Myanmar frees journalists working for Turkish broadcaster

  29 December 2017    Read: 1187
Myanmar frees journalists working for Turkish broadcaster
Myanmar on Friday freed two journalists for Turkey’s state broadcaster, their local interpreter and a driver after they completed a two-month jail sentence for violating an aircraft law by filming with a drone, a prison official said, Reuters reports.
Cameraman Lau Hon Meng from Singapore, reporter Mok Choy Lin from Malaysia, Aung Naing Soe - a local journalist who was interpreting for the pair - and driver Hla Tin were released from a prison at Yamethin, near the capital Naypyitaw.
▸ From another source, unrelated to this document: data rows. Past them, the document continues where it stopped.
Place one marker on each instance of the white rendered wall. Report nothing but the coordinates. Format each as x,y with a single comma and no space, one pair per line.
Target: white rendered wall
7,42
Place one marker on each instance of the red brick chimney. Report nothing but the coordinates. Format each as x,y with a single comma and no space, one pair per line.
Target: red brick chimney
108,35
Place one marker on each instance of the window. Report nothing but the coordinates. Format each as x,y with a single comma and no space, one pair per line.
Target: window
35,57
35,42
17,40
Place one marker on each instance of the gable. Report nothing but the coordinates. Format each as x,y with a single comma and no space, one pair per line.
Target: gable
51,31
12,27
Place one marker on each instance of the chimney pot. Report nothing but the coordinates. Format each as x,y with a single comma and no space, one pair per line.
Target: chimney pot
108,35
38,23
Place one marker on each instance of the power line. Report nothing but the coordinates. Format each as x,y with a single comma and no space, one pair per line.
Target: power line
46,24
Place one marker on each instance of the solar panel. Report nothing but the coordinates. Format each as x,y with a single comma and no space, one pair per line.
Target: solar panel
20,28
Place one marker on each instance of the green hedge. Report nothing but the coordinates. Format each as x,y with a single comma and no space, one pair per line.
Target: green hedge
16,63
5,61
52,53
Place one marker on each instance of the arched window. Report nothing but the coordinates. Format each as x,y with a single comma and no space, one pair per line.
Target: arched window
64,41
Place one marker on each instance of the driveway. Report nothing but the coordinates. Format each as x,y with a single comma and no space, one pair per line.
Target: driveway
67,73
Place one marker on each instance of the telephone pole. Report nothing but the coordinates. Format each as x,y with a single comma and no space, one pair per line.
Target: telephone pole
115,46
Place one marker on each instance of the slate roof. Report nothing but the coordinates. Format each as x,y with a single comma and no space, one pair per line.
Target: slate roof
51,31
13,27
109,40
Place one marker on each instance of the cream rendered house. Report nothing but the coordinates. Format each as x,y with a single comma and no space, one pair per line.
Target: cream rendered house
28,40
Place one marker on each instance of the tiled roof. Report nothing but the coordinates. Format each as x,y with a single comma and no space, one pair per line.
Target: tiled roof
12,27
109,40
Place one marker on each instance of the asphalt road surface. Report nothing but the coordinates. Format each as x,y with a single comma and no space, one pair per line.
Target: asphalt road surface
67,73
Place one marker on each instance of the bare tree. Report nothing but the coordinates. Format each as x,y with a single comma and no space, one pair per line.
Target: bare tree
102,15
Police detained the two journalists on assignment for the TRT World television station and the two Myanmar men on Oct. 27, when they attempted to fly a drone near Myanmar’s parliament building.
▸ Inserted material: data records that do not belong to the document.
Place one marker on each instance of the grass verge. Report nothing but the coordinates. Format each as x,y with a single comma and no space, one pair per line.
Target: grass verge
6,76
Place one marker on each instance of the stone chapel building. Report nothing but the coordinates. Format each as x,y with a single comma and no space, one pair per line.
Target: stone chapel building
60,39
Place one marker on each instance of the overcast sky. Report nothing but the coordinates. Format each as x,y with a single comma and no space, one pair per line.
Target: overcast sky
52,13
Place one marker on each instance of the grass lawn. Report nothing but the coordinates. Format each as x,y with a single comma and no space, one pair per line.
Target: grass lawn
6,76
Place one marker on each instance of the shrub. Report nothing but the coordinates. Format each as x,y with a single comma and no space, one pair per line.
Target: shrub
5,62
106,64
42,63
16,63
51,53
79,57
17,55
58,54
A court last month sentenced them to two months in prison under the colonial-era Anti-Aircraft Act. All four were until this week also facing an additional charge for importing the drone, and the two foreigners were also facing immigration charges.
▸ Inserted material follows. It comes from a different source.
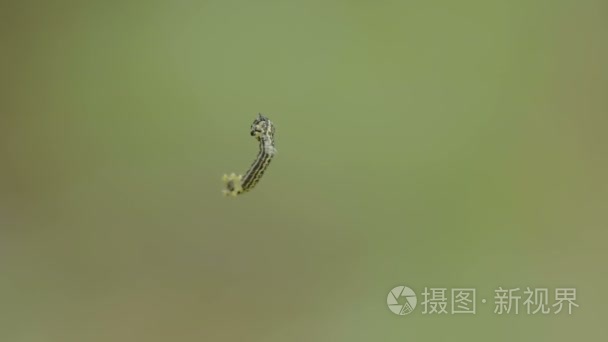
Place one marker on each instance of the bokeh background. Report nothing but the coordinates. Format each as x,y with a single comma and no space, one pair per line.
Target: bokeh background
421,143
“We released Aung Naing Soe and the crew at 7:20 am today because immigration and police have dropped the charges,” said Aung Myo Chun, chief of Yamethin prison.

“They have served their two-month prison sentence under the Anti-Aircraft Act.”

A police officer told Reuters on Tuesday he had been ordered to drop the charges because the four had not intended to damage national security and to improve Myanmar’s relations with the journalists’ home countries, Singapore and Malaysia.

A local photographer said the two foreign nationals left Yamethin prison by car but Aung Naing Soe and Hla Tin walked out of the prison compound.

Later, Aung Naing Soe told Reuters by phone that the release was a surprise.

“We have been arrested unexpectedly, and now we are so glad to be unexpectedly released like this,” he said. “We didn’t know that we would be released in the morning until last night.”

The case came amid tensions between Buddhist majority Myanmar and mostly Muslim countries like Turkey and Malaysia over Myanmar’s treatment of the stateless Rohingya Muslim minority.

In early September, Turkish President Tayyip Erdogan accused Myanmar of genocide in the western state of Rakhine, a charge that Myanmar denies. The United Nations has said an estimated 655,000 Rohingya have fled Rakhine for Bangladesh since the military launched a crackdown on militants in the state in late August.

Two Reuters journalists, who had covered events in Rakhine, were arrested on Dec. 12 and are still in detention over accusations they violated the Official Secrets Act, also a hangover from British colonial rule in Myanmar.

Their families said at a news conference on Thursday that the reporters, Wa Lone, 31, and Kyaw Soe Oo, 27, told them they were arrested almost immediately after being handed some documents by policemen who had invited them for a meeting.